The Jank Mission Design Tool (also known as JMDT) is a piece of software developed by Satellites as part of the development of SSISAT-1. It's available on GitHub


  • C++ code with a Python wrapper for plots and glue. It's very fast: about 800 simulated days in orbit per second using the most simple settings (and a time step of 10 seconds), and a respectable 150 simulated days per second using WGS84, and simulating both solar panels and drag.
  • Takes 3D models of an arbitrary satellite as input, so it can figure out what power the satellite is getting from any orientation, and what the frontal area for drag is. Painfully enough, it even takes into account when parts of the satellite are blocking part of the solar panels. This is computed on the GPU using OpenCL.
  • Three gravity models: point mass, WGS84, EGM96.
  • Three atmospheric models: none, US1976 and NRLMSISE-00.
  • Adams-Bashforth-Moulton integrator.
  • Can simulate two satellites at a time.
  • Change the control "mode": pointing at the other satellite, point radially, point prograde, point at the Sun. This changes the solar output and total drag, which can be useful when designing a mission and evaluating the power requirements and availability.
  • When the time comes, one can *somewhat* trivially perform hardware in the loop with this tool as the physical plant and, before that, debug control algorithms.
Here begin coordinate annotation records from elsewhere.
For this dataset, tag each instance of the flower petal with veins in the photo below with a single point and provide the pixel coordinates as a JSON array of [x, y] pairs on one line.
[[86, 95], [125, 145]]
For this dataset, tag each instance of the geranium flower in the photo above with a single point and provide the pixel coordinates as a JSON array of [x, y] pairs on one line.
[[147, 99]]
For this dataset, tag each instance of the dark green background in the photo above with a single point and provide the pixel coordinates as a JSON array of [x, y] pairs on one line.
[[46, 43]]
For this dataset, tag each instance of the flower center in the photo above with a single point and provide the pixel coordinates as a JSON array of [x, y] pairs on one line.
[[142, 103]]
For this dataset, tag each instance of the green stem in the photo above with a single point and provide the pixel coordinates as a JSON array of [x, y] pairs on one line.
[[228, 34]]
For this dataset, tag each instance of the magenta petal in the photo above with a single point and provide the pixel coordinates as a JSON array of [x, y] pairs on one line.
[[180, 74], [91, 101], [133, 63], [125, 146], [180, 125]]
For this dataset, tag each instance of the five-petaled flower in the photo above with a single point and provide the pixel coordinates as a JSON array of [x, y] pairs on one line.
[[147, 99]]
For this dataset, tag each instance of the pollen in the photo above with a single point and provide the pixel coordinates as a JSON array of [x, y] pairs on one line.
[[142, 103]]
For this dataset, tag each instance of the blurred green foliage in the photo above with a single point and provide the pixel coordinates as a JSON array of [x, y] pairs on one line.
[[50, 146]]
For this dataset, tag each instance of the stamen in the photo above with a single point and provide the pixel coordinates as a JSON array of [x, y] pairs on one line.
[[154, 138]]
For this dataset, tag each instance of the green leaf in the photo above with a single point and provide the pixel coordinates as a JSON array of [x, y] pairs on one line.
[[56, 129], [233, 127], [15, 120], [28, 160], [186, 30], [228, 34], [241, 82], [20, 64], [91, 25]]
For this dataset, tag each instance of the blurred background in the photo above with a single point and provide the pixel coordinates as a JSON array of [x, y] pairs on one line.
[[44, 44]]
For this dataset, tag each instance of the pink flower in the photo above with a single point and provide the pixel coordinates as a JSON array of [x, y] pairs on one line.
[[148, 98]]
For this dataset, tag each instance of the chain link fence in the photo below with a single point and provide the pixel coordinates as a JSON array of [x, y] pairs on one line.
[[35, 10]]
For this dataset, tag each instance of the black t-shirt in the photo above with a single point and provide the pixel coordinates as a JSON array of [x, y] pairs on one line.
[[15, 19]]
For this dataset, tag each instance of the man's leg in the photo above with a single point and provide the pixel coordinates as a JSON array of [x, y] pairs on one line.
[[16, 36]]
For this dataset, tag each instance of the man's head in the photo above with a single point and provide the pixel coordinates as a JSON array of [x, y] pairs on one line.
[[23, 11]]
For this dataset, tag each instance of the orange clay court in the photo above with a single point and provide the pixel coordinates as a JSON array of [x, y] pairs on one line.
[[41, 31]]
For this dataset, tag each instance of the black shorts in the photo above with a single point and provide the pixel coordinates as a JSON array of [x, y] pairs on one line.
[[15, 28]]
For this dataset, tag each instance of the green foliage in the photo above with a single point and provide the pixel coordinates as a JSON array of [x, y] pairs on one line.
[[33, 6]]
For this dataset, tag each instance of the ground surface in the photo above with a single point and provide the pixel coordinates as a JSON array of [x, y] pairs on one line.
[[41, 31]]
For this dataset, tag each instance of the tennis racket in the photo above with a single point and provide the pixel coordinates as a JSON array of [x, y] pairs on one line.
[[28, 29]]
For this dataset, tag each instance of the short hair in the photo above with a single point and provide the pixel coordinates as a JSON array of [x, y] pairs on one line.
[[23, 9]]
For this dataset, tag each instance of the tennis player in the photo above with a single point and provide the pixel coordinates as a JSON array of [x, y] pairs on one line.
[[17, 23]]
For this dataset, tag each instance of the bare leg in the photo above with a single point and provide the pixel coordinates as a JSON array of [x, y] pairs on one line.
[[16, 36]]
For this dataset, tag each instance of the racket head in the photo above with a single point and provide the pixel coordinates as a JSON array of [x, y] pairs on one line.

  • Joan Creus-Costa <jcreus@stanford.edu>
  • Sasha Maldonado <amaldona@stanford.edu>

Installation on Corn

JMDT provides a handy script to install it on Corn, Stanford's shared computing cluster.

  • Install an SSH client. If you're on Linux or Mac, you have one installed already and do not need to do anything. If you're on Windows, Stanford recommends Mobaxterm.
  • SSH into corn: ssh -AX [your sunet id]@corn.stanford.edu. For example, ssh -AX amaldona@corn.stanford.edu. You will likely need to use two-factor authentication.
  • Clone jmdt: https://github.com/stanford-ssi/jmdt.git
  • cd jmdt
  • ./let_there_be_jank
  • source ~/.bashrc
  • Compile jmdt: make
  • Run a Python script, like python diff_drag.py

To edit files, you can either use God's own editor, vi, or use gedit, a good graphical editor. After editing C++, you'll have to recompile: you can do that with make. If you edit a Python file, re-running it will do the job.

JMDT is hosted through GitHub, and in order for you to collaborate on it, you will need to upload your changes and download others' changes regularly. See Git and GitHub for details on how to do so.